Pablo Iglesias en su artículo “La centralidad no es el centro” (respondido por Emmanuel Rodríguez, en otro artículo titulado “La centralidad es la ruptura”) plantea debates fundamentales sobre la orientación, discurso y práctica de Podemos. No es un artículo que pueda pasar desapercibido. Hay como una sensación de cierto desasosiego, de cierto cansancio en muchos sectores que se habían ilusionado con Podemos. La posibilidad de ganar las próximas elecciones generales parece alejarse y la percepción de una vuelta una guerra de posiciones reabre debates soterrados pero fundamentales.

Pablo Iglesias llama a volver a poner en el centro de debate público el eje anti-austeridad, la defensa de lo público, a recuperar el espacio que ha abandonado la socialdemocracia. Para eso nació Podemos y de ahí se deriva su potencia. Pues le daremos la razón de forma provocativa: Podemos debe ocupar el espacio de la Social-Democracia, pero no de la que añora Zapatero, sino más bien algo parecido a lo que fue la Social-Democracia alemana de principios de siglo XX, antes de su degeneración en vísperas de la Gran Guerra. En ese partido estaban desde pre-keynesianos como Bernstein hasta revolucionarias como Rosa Luxemburgo, un espacio de construcción contra-hegemónica, que potencia una cultura propia implantada orgánicamente entre las clases populares, combinando la resolución de problemas cotidianos de la gente con un horizonte de sociedad alternativa. Esa es la hipótesis que está experimentando SYRIZA en Grecia y que materializa la idea de Gramsci de que para “ganar” antes hay que ganar posiciones; en otras palabras, que necesitamos algo más que una “máquina de guerra electoral” para ganar las elecciones. En conclusión, en el centro está el conflicto, y la “centralidad” es, al fin y al cabo, la disputa entre clases para ver quién o quiénes encarnan y articulan un proyecto de país, ya sea en términos de autorreforma o de ruptura. Una ruptura que también tiene que serlo con la austerocracia europea, oportunamente denunciada por Pablo Iglesias en el artículo mencionado.

Podemos tiene así dos opciones: continuar constreñido a un campo de disputa que ya ni siquiera le va a ser rentable en lo electoral, pues determinados “significantes vacíos” han encontrado un formulador más creíble, o lanzarse con el tremendo capital político acumulado a la construcción de un nuevo campo en donde “cambio” tenga un significado concreto vinculado no sólo a las demandas sino también a las necesidades objetivas de las clases populares.
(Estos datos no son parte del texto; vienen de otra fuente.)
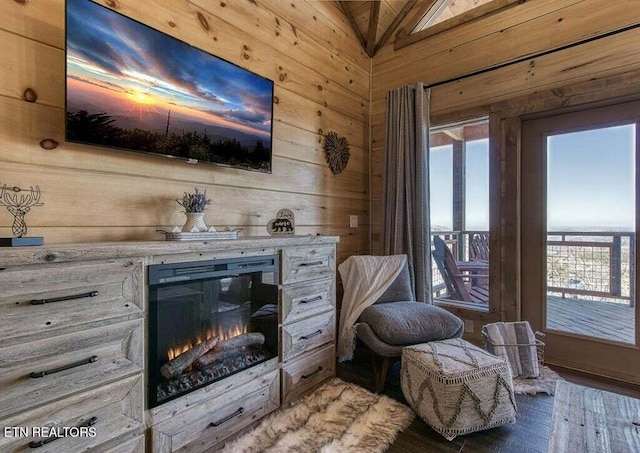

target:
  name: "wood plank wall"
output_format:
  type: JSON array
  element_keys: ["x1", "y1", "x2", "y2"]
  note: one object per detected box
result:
[
  {"x1": 0, "y1": 0, "x2": 370, "y2": 263},
  {"x1": 371, "y1": 0, "x2": 640, "y2": 331}
]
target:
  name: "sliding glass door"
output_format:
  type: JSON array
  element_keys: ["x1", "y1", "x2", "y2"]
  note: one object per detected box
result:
[{"x1": 521, "y1": 101, "x2": 640, "y2": 383}]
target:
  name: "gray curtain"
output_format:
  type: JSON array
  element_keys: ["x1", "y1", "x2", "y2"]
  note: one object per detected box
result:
[{"x1": 382, "y1": 83, "x2": 432, "y2": 303}]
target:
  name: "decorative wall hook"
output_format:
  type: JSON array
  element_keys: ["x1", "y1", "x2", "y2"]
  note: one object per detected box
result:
[
  {"x1": 39, "y1": 139, "x2": 58, "y2": 150},
  {"x1": 324, "y1": 131, "x2": 350, "y2": 175}
]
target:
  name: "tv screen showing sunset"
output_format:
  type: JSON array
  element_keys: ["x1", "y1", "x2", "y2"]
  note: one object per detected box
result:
[{"x1": 65, "y1": 0, "x2": 274, "y2": 173}]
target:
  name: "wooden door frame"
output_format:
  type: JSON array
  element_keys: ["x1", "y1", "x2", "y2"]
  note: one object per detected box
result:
[{"x1": 521, "y1": 100, "x2": 640, "y2": 384}]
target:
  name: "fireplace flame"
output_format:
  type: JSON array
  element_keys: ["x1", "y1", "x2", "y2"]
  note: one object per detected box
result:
[
  {"x1": 166, "y1": 323, "x2": 249, "y2": 361},
  {"x1": 167, "y1": 341, "x2": 194, "y2": 361},
  {"x1": 222, "y1": 324, "x2": 248, "y2": 341}
]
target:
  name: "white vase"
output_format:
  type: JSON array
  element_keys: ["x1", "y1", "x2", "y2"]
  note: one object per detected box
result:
[{"x1": 182, "y1": 212, "x2": 208, "y2": 232}]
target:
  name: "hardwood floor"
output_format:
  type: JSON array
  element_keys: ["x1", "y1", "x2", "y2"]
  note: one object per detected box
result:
[{"x1": 336, "y1": 347, "x2": 640, "y2": 453}]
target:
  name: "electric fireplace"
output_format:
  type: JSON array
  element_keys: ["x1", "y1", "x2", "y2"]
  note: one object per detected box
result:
[{"x1": 147, "y1": 255, "x2": 279, "y2": 408}]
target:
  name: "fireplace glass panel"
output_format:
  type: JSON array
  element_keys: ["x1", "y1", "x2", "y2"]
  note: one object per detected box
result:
[{"x1": 148, "y1": 255, "x2": 279, "y2": 408}]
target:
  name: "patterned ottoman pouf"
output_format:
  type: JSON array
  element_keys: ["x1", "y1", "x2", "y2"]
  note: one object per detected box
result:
[{"x1": 401, "y1": 338, "x2": 516, "y2": 440}]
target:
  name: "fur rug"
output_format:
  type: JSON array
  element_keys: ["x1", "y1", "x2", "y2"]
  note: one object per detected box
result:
[
  {"x1": 513, "y1": 366, "x2": 564, "y2": 395},
  {"x1": 221, "y1": 378, "x2": 415, "y2": 453}
]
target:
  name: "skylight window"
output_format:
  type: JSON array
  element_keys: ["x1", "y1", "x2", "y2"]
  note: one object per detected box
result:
[{"x1": 415, "y1": 0, "x2": 496, "y2": 33}]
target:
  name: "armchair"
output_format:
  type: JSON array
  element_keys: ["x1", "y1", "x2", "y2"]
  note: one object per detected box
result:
[{"x1": 339, "y1": 255, "x2": 464, "y2": 392}]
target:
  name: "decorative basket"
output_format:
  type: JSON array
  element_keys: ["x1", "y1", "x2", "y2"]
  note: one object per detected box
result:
[
  {"x1": 481, "y1": 327, "x2": 546, "y2": 378},
  {"x1": 157, "y1": 229, "x2": 241, "y2": 241}
]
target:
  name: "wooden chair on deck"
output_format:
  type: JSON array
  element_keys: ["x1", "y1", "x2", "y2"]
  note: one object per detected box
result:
[
  {"x1": 470, "y1": 233, "x2": 489, "y2": 262},
  {"x1": 433, "y1": 235, "x2": 489, "y2": 305}
]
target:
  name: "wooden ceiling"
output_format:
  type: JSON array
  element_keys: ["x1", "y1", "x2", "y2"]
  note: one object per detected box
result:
[{"x1": 338, "y1": 0, "x2": 497, "y2": 57}]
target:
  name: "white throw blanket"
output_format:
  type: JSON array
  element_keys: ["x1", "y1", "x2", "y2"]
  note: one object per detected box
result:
[{"x1": 337, "y1": 254, "x2": 407, "y2": 362}]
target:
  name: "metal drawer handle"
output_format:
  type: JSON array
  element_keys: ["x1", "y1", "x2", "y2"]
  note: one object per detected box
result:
[
  {"x1": 300, "y1": 296, "x2": 322, "y2": 304},
  {"x1": 210, "y1": 407, "x2": 244, "y2": 427},
  {"x1": 28, "y1": 416, "x2": 98, "y2": 448},
  {"x1": 30, "y1": 355, "x2": 98, "y2": 378},
  {"x1": 300, "y1": 330, "x2": 322, "y2": 340},
  {"x1": 31, "y1": 290, "x2": 99, "y2": 305},
  {"x1": 298, "y1": 261, "x2": 323, "y2": 267},
  {"x1": 302, "y1": 366, "x2": 323, "y2": 379}
]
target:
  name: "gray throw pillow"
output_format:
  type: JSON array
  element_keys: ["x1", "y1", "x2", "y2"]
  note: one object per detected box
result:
[
  {"x1": 358, "y1": 301, "x2": 463, "y2": 346},
  {"x1": 374, "y1": 262, "x2": 414, "y2": 304}
]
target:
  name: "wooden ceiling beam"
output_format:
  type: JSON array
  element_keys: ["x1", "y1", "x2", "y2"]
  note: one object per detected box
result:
[
  {"x1": 430, "y1": 132, "x2": 453, "y2": 147},
  {"x1": 339, "y1": 1, "x2": 367, "y2": 52},
  {"x1": 443, "y1": 128, "x2": 464, "y2": 142},
  {"x1": 431, "y1": 122, "x2": 489, "y2": 147},
  {"x1": 374, "y1": 0, "x2": 418, "y2": 55},
  {"x1": 366, "y1": 1, "x2": 381, "y2": 57},
  {"x1": 463, "y1": 123, "x2": 489, "y2": 141}
]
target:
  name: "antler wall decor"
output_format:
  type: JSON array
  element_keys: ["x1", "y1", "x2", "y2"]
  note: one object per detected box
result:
[
  {"x1": 0, "y1": 182, "x2": 44, "y2": 237},
  {"x1": 324, "y1": 131, "x2": 350, "y2": 175}
]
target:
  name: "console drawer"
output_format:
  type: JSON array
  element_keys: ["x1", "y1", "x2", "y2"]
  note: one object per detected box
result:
[
  {"x1": 150, "y1": 369, "x2": 279, "y2": 452},
  {"x1": 0, "y1": 319, "x2": 143, "y2": 419},
  {"x1": 282, "y1": 344, "x2": 335, "y2": 404},
  {"x1": 103, "y1": 435, "x2": 145, "y2": 453},
  {"x1": 0, "y1": 375, "x2": 143, "y2": 453},
  {"x1": 0, "y1": 260, "x2": 143, "y2": 345},
  {"x1": 281, "y1": 278, "x2": 335, "y2": 325},
  {"x1": 281, "y1": 245, "x2": 335, "y2": 285},
  {"x1": 281, "y1": 311, "x2": 335, "y2": 362}
]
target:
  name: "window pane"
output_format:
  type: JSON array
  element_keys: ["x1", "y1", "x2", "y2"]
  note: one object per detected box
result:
[
  {"x1": 430, "y1": 144, "x2": 453, "y2": 231},
  {"x1": 545, "y1": 124, "x2": 636, "y2": 344},
  {"x1": 465, "y1": 138, "x2": 489, "y2": 231},
  {"x1": 429, "y1": 118, "x2": 489, "y2": 310}
]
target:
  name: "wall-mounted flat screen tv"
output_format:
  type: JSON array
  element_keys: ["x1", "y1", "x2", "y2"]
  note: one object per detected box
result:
[{"x1": 65, "y1": 0, "x2": 274, "y2": 173}]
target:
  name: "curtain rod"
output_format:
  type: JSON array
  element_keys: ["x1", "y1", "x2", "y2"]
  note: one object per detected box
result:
[{"x1": 423, "y1": 22, "x2": 640, "y2": 90}]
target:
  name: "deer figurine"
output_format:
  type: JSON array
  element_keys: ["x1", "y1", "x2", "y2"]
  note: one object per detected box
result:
[{"x1": 0, "y1": 183, "x2": 44, "y2": 237}]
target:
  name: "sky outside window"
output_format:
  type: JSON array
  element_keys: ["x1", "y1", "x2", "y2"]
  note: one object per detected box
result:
[
  {"x1": 465, "y1": 139, "x2": 489, "y2": 230},
  {"x1": 429, "y1": 144, "x2": 453, "y2": 230},
  {"x1": 429, "y1": 139, "x2": 489, "y2": 231},
  {"x1": 430, "y1": 124, "x2": 635, "y2": 232},
  {"x1": 547, "y1": 124, "x2": 635, "y2": 231}
]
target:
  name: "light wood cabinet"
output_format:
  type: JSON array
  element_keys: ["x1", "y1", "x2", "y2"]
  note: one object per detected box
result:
[
  {"x1": 0, "y1": 319, "x2": 143, "y2": 419},
  {"x1": 103, "y1": 436, "x2": 146, "y2": 453},
  {"x1": 0, "y1": 258, "x2": 145, "y2": 452},
  {"x1": 281, "y1": 278, "x2": 335, "y2": 325},
  {"x1": 281, "y1": 310, "x2": 336, "y2": 363},
  {"x1": 104, "y1": 436, "x2": 145, "y2": 453},
  {"x1": 0, "y1": 375, "x2": 143, "y2": 453},
  {"x1": 281, "y1": 344, "x2": 335, "y2": 404},
  {"x1": 0, "y1": 259, "x2": 143, "y2": 345},
  {"x1": 0, "y1": 236, "x2": 338, "y2": 453},
  {"x1": 150, "y1": 369, "x2": 279, "y2": 453},
  {"x1": 281, "y1": 244, "x2": 336, "y2": 285},
  {"x1": 279, "y1": 244, "x2": 337, "y2": 406}
]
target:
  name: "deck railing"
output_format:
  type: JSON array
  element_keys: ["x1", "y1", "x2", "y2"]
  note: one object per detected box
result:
[
  {"x1": 430, "y1": 230, "x2": 635, "y2": 307},
  {"x1": 547, "y1": 231, "x2": 635, "y2": 307}
]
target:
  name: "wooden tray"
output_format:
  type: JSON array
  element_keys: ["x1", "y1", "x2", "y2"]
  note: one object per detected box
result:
[{"x1": 157, "y1": 229, "x2": 241, "y2": 241}]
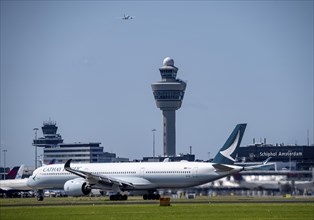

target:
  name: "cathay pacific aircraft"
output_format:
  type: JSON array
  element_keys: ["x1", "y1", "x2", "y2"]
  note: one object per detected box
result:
[{"x1": 27, "y1": 124, "x2": 254, "y2": 201}]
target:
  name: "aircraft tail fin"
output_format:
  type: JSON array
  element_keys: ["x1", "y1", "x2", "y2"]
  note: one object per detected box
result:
[
  {"x1": 40, "y1": 159, "x2": 57, "y2": 167},
  {"x1": 15, "y1": 164, "x2": 25, "y2": 179},
  {"x1": 212, "y1": 123, "x2": 247, "y2": 165},
  {"x1": 6, "y1": 166, "x2": 20, "y2": 179}
]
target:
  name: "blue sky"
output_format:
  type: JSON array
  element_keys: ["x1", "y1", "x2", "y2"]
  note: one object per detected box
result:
[{"x1": 1, "y1": 1, "x2": 313, "y2": 167}]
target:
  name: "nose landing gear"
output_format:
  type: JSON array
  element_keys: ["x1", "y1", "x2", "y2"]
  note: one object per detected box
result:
[{"x1": 36, "y1": 190, "x2": 44, "y2": 201}]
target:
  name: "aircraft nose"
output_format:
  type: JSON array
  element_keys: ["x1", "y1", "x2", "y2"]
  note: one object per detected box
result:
[
  {"x1": 26, "y1": 177, "x2": 33, "y2": 187},
  {"x1": 27, "y1": 174, "x2": 37, "y2": 187}
]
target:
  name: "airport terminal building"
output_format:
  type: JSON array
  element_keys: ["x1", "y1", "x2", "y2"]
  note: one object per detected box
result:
[
  {"x1": 43, "y1": 142, "x2": 121, "y2": 164},
  {"x1": 237, "y1": 144, "x2": 314, "y2": 170}
]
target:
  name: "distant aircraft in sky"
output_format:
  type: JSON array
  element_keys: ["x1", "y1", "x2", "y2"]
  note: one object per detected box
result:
[
  {"x1": 25, "y1": 124, "x2": 270, "y2": 201},
  {"x1": 122, "y1": 14, "x2": 134, "y2": 20}
]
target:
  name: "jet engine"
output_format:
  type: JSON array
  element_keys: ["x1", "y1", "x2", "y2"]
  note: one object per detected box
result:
[{"x1": 64, "y1": 178, "x2": 91, "y2": 197}]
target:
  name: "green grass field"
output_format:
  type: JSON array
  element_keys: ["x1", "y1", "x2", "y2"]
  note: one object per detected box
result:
[
  {"x1": 1, "y1": 196, "x2": 314, "y2": 220},
  {"x1": 1, "y1": 203, "x2": 313, "y2": 220}
]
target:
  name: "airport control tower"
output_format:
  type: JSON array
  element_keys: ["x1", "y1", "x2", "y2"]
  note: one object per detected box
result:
[
  {"x1": 33, "y1": 120, "x2": 63, "y2": 147},
  {"x1": 151, "y1": 57, "x2": 187, "y2": 156}
]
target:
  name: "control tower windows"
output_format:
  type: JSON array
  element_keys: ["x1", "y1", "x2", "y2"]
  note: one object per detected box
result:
[{"x1": 153, "y1": 91, "x2": 184, "y2": 101}]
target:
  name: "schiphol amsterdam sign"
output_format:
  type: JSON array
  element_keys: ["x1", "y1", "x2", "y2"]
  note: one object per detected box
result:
[{"x1": 259, "y1": 150, "x2": 303, "y2": 158}]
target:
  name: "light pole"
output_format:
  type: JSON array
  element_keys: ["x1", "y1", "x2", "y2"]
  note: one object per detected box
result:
[
  {"x1": 3, "y1": 149, "x2": 7, "y2": 180},
  {"x1": 33, "y1": 128, "x2": 39, "y2": 169},
  {"x1": 152, "y1": 129, "x2": 156, "y2": 159}
]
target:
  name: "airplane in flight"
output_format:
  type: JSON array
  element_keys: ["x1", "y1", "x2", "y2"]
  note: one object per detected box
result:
[
  {"x1": 27, "y1": 124, "x2": 257, "y2": 201},
  {"x1": 122, "y1": 14, "x2": 134, "y2": 20}
]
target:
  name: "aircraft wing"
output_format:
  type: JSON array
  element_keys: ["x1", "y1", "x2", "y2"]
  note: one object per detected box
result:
[
  {"x1": 64, "y1": 159, "x2": 134, "y2": 189},
  {"x1": 242, "y1": 157, "x2": 272, "y2": 171},
  {"x1": 0, "y1": 186, "x2": 12, "y2": 191}
]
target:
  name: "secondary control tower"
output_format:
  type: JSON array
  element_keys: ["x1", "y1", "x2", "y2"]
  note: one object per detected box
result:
[{"x1": 151, "y1": 57, "x2": 187, "y2": 156}]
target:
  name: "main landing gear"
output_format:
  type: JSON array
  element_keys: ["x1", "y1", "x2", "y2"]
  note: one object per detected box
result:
[
  {"x1": 143, "y1": 191, "x2": 160, "y2": 200},
  {"x1": 109, "y1": 193, "x2": 128, "y2": 201}
]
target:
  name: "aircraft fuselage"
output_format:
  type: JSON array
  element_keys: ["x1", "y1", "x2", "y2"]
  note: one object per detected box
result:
[{"x1": 27, "y1": 161, "x2": 242, "y2": 190}]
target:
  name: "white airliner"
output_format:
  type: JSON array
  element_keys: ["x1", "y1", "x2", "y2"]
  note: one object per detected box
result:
[
  {"x1": 0, "y1": 160, "x2": 57, "y2": 195},
  {"x1": 0, "y1": 178, "x2": 31, "y2": 192},
  {"x1": 27, "y1": 124, "x2": 250, "y2": 201},
  {"x1": 0, "y1": 165, "x2": 32, "y2": 195}
]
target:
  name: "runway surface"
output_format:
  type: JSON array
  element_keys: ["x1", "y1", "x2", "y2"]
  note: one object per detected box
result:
[{"x1": 1, "y1": 198, "x2": 313, "y2": 207}]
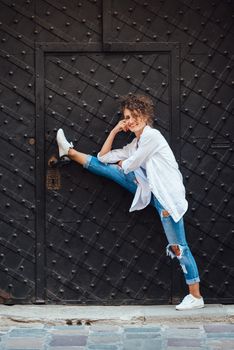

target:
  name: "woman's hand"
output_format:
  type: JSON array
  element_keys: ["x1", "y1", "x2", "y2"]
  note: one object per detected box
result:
[
  {"x1": 117, "y1": 160, "x2": 123, "y2": 167},
  {"x1": 112, "y1": 120, "x2": 128, "y2": 134}
]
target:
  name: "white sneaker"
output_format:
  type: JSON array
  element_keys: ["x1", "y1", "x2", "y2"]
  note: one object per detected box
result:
[
  {"x1": 176, "y1": 294, "x2": 204, "y2": 311},
  {"x1": 56, "y1": 128, "x2": 73, "y2": 159}
]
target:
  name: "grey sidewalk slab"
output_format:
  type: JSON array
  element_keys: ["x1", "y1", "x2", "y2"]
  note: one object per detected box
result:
[
  {"x1": 0, "y1": 323, "x2": 234, "y2": 350},
  {"x1": 0, "y1": 304, "x2": 233, "y2": 327}
]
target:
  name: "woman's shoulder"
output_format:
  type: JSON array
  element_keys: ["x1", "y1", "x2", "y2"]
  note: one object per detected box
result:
[
  {"x1": 143, "y1": 126, "x2": 163, "y2": 138},
  {"x1": 141, "y1": 127, "x2": 168, "y2": 147}
]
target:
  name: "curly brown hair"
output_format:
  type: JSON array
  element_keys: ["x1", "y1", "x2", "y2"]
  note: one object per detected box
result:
[{"x1": 120, "y1": 94, "x2": 154, "y2": 126}]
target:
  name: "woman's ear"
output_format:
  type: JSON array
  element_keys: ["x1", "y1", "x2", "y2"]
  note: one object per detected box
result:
[{"x1": 142, "y1": 115, "x2": 148, "y2": 125}]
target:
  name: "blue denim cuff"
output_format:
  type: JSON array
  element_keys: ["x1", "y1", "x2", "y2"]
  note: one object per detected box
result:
[
  {"x1": 83, "y1": 155, "x2": 92, "y2": 169},
  {"x1": 186, "y1": 277, "x2": 200, "y2": 285}
]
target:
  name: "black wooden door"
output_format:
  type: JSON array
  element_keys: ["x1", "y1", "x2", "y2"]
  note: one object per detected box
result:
[{"x1": 42, "y1": 45, "x2": 179, "y2": 303}]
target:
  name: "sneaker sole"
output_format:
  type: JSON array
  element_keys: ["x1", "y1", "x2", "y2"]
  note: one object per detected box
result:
[{"x1": 176, "y1": 304, "x2": 205, "y2": 311}]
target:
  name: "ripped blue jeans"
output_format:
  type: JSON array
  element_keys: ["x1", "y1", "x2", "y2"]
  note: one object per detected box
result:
[{"x1": 84, "y1": 156, "x2": 200, "y2": 285}]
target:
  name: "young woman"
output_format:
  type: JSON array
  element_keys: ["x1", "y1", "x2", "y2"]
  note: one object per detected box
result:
[{"x1": 56, "y1": 94, "x2": 204, "y2": 310}]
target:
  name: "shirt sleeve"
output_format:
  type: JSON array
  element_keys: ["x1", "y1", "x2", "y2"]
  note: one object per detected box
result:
[
  {"x1": 97, "y1": 140, "x2": 134, "y2": 163},
  {"x1": 121, "y1": 130, "x2": 161, "y2": 174}
]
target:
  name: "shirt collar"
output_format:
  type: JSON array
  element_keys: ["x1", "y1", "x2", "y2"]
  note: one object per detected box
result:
[
  {"x1": 138, "y1": 125, "x2": 151, "y2": 139},
  {"x1": 136, "y1": 125, "x2": 151, "y2": 147}
]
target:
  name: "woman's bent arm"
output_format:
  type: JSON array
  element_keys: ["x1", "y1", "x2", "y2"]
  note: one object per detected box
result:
[
  {"x1": 98, "y1": 129, "x2": 118, "y2": 157},
  {"x1": 99, "y1": 120, "x2": 128, "y2": 157}
]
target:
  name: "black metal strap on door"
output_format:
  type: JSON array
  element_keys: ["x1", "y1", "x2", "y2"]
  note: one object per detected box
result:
[{"x1": 35, "y1": 45, "x2": 46, "y2": 303}]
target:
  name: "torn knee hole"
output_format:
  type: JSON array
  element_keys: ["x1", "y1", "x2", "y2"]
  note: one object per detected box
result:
[
  {"x1": 166, "y1": 244, "x2": 184, "y2": 259},
  {"x1": 162, "y1": 210, "x2": 170, "y2": 218},
  {"x1": 171, "y1": 245, "x2": 181, "y2": 257}
]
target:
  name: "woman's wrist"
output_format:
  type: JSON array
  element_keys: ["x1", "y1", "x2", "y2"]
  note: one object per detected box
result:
[{"x1": 110, "y1": 129, "x2": 118, "y2": 137}]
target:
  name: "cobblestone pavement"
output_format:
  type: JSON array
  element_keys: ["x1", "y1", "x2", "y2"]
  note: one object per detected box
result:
[{"x1": 0, "y1": 323, "x2": 234, "y2": 350}]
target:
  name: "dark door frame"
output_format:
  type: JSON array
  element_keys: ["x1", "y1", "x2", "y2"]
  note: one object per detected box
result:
[{"x1": 35, "y1": 41, "x2": 180, "y2": 303}]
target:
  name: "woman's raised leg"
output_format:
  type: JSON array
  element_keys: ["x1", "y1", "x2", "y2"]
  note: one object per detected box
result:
[
  {"x1": 56, "y1": 129, "x2": 137, "y2": 193},
  {"x1": 68, "y1": 148, "x2": 88, "y2": 166}
]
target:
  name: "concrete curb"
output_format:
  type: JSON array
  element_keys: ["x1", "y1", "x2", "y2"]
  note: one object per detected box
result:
[{"x1": 0, "y1": 304, "x2": 234, "y2": 326}]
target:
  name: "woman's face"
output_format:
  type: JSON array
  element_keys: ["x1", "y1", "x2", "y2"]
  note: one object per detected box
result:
[{"x1": 123, "y1": 108, "x2": 147, "y2": 133}]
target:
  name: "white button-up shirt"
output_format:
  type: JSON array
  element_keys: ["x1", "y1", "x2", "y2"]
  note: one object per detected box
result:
[{"x1": 97, "y1": 125, "x2": 188, "y2": 222}]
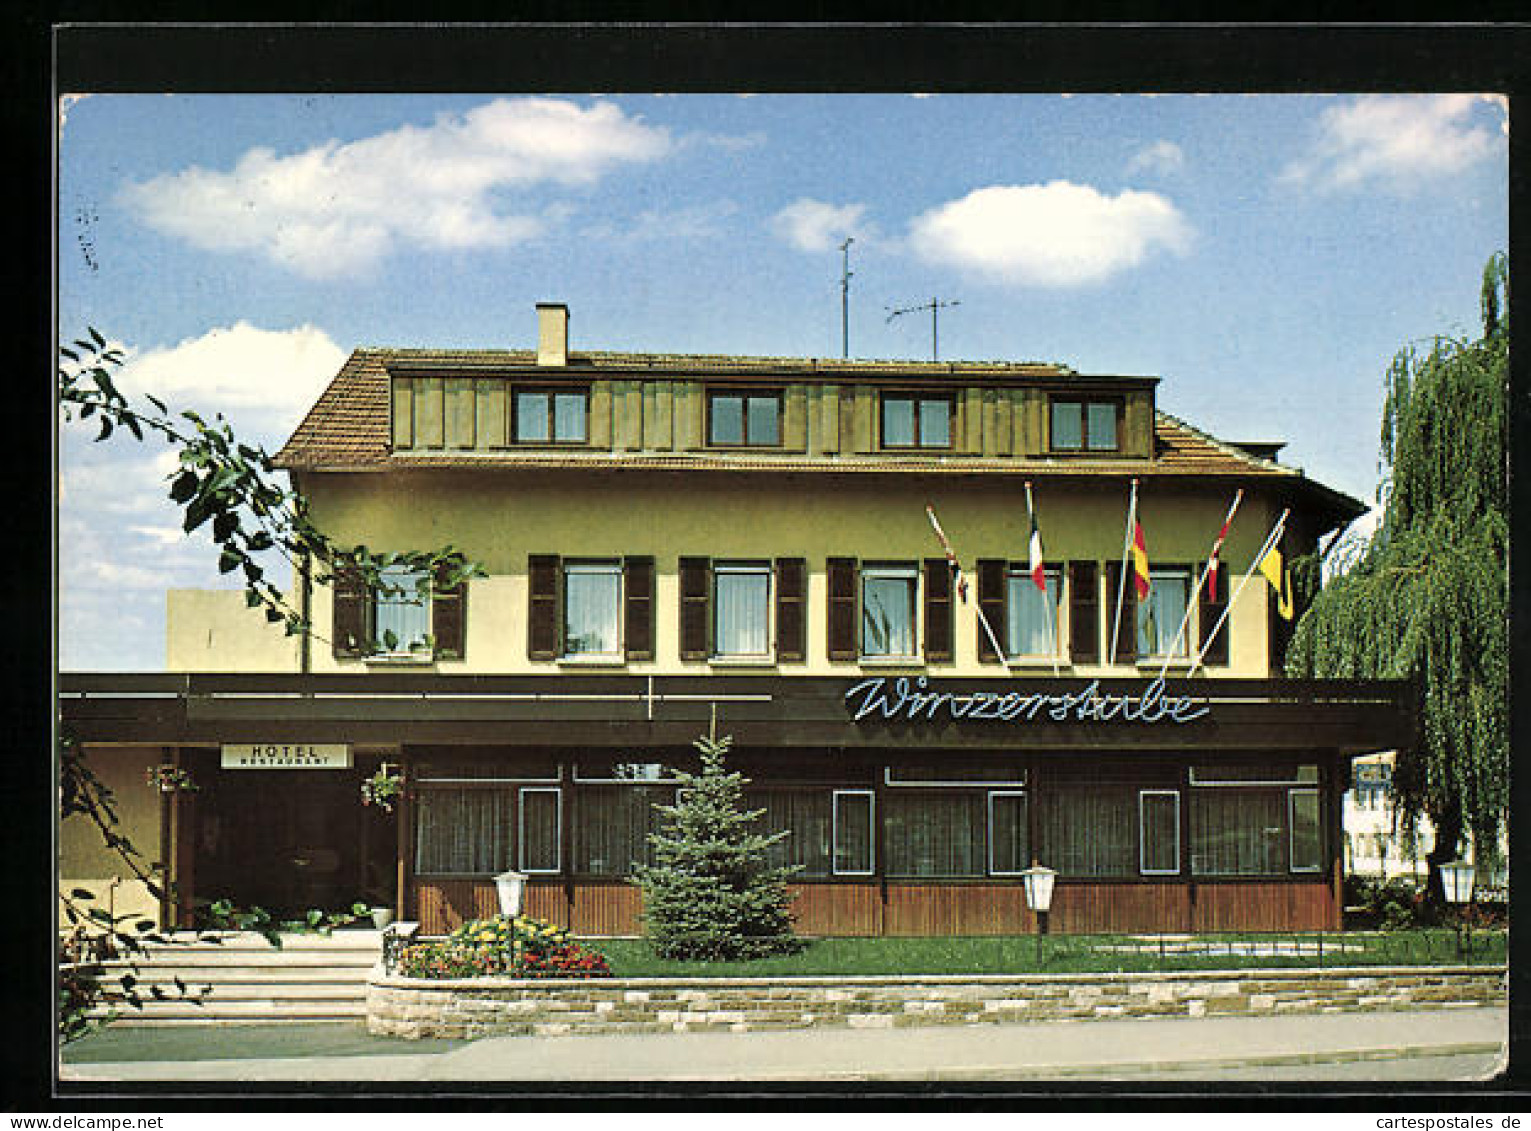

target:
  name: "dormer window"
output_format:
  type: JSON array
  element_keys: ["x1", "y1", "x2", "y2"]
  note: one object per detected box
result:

Por este segundo camino quizás podríamos reencontrarnos quienes nos seguimos reconociendo en Podemos mediante una reformulación de un proyecto de mayorías que no por ello renuncie, como sugería Chantal Mouffe en una entrevista reciente, a la categoría de “izquierda”, sino que sea capaz de resignificarla en un sentido democrático radical para todos los ámbitos de la necesaria sostenibilidad de la vida.